Como é que é possível que, por exemplo, no distrito da Guarda haja pessoas, maioritariamente idosas, que abdicam de vir a consultas de especialidade, que têm marcadas, por não haver transportes públicos e por não terem condições económicas para pagar um transporte particular, e que em Viana do Castelo se queiram gastar 35 milhões de euros para satisfazer um capricho político e de dar prossecução a eventuais e insondáveis interesses?
Como é que é possível que num país da União Europeia, do mundo ocidental, em pleno século XXI, pessoas idosas sejam privadas de água, luz, gás, comida e medicamentos?

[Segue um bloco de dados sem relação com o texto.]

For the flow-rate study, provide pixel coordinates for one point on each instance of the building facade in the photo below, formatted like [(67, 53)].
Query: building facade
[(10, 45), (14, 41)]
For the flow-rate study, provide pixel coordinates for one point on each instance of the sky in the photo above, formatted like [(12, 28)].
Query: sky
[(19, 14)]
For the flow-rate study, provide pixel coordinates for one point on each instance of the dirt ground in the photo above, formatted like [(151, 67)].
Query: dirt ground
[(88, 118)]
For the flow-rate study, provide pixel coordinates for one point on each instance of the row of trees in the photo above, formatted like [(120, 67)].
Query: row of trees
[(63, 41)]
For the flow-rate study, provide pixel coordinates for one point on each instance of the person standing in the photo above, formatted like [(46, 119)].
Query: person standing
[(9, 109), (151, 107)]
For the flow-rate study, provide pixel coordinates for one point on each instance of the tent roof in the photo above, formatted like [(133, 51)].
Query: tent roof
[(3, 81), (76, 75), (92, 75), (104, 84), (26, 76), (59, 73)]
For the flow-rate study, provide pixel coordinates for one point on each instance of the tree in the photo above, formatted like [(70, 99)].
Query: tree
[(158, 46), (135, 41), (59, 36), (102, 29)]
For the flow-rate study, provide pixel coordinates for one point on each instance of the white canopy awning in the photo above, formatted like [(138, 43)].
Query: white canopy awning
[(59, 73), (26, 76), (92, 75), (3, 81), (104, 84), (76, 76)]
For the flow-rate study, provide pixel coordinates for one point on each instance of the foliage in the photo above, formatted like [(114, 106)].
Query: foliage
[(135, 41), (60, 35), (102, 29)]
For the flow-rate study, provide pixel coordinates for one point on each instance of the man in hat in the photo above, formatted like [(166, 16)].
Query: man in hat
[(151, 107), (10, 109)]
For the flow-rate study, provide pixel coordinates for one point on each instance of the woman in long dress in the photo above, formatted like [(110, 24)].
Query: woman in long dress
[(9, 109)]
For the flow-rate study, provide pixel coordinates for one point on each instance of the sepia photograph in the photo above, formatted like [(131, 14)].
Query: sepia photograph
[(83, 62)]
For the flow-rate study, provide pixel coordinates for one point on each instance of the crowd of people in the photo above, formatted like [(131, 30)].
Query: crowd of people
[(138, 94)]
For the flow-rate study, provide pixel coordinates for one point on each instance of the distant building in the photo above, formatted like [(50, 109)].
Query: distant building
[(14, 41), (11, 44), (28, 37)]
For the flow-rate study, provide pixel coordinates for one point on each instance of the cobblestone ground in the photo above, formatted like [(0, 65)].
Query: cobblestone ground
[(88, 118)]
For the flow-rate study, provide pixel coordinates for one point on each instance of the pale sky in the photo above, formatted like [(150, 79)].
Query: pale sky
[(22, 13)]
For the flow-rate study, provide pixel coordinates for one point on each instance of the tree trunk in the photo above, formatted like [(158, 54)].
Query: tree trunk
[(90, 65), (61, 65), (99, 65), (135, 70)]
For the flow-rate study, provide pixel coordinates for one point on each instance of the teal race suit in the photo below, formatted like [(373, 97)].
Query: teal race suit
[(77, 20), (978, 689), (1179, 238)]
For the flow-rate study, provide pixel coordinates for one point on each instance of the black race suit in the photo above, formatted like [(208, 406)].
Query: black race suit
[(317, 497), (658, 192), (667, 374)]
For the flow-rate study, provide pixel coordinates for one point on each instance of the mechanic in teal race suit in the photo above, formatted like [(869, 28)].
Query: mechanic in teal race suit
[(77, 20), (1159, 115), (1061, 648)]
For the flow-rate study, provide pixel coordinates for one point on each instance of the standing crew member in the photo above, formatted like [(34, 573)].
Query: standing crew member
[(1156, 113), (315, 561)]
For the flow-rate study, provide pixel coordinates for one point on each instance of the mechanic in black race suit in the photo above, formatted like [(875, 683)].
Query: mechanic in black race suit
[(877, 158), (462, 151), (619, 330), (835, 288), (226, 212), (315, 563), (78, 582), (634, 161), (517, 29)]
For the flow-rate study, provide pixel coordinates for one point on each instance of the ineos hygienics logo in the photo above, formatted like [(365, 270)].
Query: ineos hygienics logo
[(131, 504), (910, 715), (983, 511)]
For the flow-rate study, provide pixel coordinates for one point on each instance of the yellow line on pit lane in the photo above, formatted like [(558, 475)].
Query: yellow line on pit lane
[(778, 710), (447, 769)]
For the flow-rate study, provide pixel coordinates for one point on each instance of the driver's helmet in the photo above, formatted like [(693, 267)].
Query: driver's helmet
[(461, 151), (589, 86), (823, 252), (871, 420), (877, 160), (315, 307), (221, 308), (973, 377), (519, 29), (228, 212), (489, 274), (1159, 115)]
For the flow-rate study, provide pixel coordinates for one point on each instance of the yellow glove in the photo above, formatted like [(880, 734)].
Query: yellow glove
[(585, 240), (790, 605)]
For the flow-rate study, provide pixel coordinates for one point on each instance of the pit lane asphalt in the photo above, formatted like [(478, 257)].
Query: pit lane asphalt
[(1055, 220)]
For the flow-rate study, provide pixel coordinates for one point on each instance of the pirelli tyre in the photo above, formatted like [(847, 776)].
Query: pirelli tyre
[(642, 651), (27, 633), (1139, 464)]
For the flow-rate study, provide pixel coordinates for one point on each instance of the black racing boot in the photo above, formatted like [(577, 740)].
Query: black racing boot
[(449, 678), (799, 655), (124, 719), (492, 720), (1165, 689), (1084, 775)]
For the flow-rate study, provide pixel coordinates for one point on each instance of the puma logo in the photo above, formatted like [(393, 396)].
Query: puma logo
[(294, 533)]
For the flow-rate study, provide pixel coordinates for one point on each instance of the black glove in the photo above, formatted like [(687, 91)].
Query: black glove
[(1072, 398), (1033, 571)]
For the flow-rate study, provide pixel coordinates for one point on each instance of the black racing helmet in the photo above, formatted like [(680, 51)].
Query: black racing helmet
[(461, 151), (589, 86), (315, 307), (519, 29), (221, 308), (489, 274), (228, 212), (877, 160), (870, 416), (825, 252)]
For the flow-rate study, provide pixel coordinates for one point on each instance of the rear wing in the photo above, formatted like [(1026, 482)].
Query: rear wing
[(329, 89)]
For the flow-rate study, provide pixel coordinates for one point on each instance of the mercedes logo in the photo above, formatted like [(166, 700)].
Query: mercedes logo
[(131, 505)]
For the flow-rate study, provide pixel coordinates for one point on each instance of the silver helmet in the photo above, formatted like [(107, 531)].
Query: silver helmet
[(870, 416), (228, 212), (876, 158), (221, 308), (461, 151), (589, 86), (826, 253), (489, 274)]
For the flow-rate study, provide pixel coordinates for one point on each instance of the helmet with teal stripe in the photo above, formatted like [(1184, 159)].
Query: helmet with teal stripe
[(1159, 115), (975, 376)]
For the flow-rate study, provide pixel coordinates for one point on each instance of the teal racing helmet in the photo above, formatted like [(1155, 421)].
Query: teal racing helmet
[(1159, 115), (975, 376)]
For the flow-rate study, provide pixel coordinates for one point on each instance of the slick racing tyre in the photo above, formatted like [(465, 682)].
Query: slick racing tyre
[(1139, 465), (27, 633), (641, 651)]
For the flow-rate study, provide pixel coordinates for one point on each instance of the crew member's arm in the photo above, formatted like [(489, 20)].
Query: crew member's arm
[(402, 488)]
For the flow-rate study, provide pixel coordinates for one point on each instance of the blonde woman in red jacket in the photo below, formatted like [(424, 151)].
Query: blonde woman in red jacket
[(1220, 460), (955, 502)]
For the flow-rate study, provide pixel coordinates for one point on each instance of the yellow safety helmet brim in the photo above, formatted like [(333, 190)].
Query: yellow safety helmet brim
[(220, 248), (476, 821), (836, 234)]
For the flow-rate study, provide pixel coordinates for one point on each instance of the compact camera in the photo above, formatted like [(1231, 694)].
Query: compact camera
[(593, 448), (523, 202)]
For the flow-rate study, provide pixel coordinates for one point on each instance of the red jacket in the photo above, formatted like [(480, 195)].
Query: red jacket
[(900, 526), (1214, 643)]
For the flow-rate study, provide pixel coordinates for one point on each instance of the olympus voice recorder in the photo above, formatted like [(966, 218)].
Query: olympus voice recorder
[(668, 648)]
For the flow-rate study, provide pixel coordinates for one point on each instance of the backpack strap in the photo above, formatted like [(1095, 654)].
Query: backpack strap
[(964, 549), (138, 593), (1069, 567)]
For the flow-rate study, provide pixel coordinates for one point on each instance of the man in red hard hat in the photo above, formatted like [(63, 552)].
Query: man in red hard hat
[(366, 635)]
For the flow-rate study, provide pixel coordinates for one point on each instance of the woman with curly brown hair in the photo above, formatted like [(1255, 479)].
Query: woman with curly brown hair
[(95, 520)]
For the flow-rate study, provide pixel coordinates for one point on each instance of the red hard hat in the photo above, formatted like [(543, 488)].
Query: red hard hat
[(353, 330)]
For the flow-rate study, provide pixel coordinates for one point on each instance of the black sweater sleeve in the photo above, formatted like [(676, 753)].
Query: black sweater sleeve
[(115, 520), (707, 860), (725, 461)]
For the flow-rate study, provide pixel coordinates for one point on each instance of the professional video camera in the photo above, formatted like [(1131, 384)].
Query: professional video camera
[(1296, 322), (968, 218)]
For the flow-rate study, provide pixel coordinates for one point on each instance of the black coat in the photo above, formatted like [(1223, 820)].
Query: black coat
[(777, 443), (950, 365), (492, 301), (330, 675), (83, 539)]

Onde andou o senhor Presidente da República, tão expedito e pronto para festas, feiras e romarias, enquanto ocorria uma das mais graves e descaradas violações dos direitos humanos no nosso país?
Nos dias que correm, qualquer canil tem água, luz e comida, mas o prédio Coutinho não teve. As pessoas cercadas sobreviveram com os bens essenciais a serem içados em baldes. A câmara municipal chegou ao limite de cortar ilegalmente a eletricidade, algo que só pode ser feito pela EDP.
Cenário deprimente e revoltante.
Este país é o mesmo em que uma grávida, em trabalho de parto, no dia 6 de julho, foi obrigada a percorrer 200Km, entre Portimão e Évora, para poder ter assistência médica.
E vamos gastar 35 milhões de euros para satisfazer uma birra de um cacique?
Em que país vivemos?
Este não é o país em que eu quero viver. Isto já não é só o prédio Coutinho, isto já é mais uma espécie de coutada.